There is no room in any of these passages for the resurrection from the lake of fire. If there be no deliverance from the second death, there can be no such thing as universal reconciliation. Not one whose name is found written in the book of life enters the second death. Satan’s seed, those who worship the beast and receive his mark, these we are distinctly told have not their names written in the book of life. Here is the final division of the two seeds. The ‘tares’ are burned in the fire; the ‘wheat’ are gathered into the barn. The very order is important. The tares are destroyed first. Those who teach a resurrection from the lake of fire at long last must either deny this order, teach that the burning of the tares changes them into wheat, or believe that the manifestation of the sons of God is indefinitely postponed.

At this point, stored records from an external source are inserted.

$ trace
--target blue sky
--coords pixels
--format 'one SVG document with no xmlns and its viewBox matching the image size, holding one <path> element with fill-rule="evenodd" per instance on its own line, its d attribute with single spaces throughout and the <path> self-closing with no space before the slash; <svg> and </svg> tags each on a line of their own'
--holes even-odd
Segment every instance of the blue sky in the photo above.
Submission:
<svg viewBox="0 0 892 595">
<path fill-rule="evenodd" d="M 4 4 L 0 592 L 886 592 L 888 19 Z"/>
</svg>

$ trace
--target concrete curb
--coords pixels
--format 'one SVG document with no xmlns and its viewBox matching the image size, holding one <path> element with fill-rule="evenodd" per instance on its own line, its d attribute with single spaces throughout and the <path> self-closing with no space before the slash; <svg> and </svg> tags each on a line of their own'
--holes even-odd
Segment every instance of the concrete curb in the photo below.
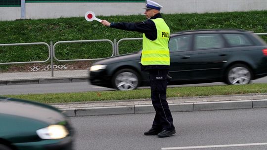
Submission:
<svg viewBox="0 0 267 150">
<path fill-rule="evenodd" d="M 170 104 L 172 112 L 267 108 L 267 99 Z M 152 105 L 60 109 L 68 116 L 154 113 Z"/>
<path fill-rule="evenodd" d="M 50 78 L 40 79 L 26 79 L 17 80 L 7 80 L 0 81 L 0 85 L 21 85 L 32 84 L 44 84 L 44 83 L 71 83 L 80 82 L 87 81 L 88 77 L 62 77 L 62 78 Z"/>
</svg>

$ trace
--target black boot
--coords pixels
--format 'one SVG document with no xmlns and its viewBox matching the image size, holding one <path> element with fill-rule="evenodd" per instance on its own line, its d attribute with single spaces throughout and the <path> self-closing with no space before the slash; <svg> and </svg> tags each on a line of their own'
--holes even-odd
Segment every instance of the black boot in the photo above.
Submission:
<svg viewBox="0 0 267 150">
<path fill-rule="evenodd" d="M 148 130 L 148 131 L 145 132 L 144 133 L 144 134 L 145 135 L 158 135 L 158 134 L 159 134 L 159 133 L 160 133 L 160 132 L 161 132 L 161 130 L 151 128 L 149 130 Z"/>
<path fill-rule="evenodd" d="M 175 131 L 175 129 L 173 129 L 171 130 L 163 130 L 161 132 L 158 134 L 158 136 L 159 138 L 164 138 L 164 137 L 167 137 L 169 136 L 170 136 L 172 135 L 173 134 L 175 134 L 176 132 Z"/>
</svg>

Universal reconciliation is an attractive doctrine. Its attractiveness is its bait and its snare. The ‘comfort’ some receive from it is no more proof of its truth than is the ‘comfort’ received from the traditional idea that our loved ones who have died are now consciously in glory. Doubtless ‘Christian Science’ made the Bible a ‘new book’ to many, but it is nevertheless a doctrine of demons. We have but one test for truth; it must stand four-square with ‘all Scripture’.
In the pages of this booklet we have sought to indicate what we believe is the truth of God. We have no personal quarrel with individuals, and apart from answering any legitimate questions that may arise out of this treatise we shall take no further notice of either the erroneous doctrine or any who propagate it. Because this particular error compromised our own stewardship we felt obliged to deal with it and show our own position. We trust nevertheless that the truth may be seen all the clearer for the moment of conflict.
To all to whom this witness makes its appeal as truth we earnestly commend this booklet, trusting that many will be able to use it in the fight of faith.
‘I have not written unto you because ye know not the truth, but because ye know it, and that NO LIE IS OF THE TRUTH’ (1 John 2:21).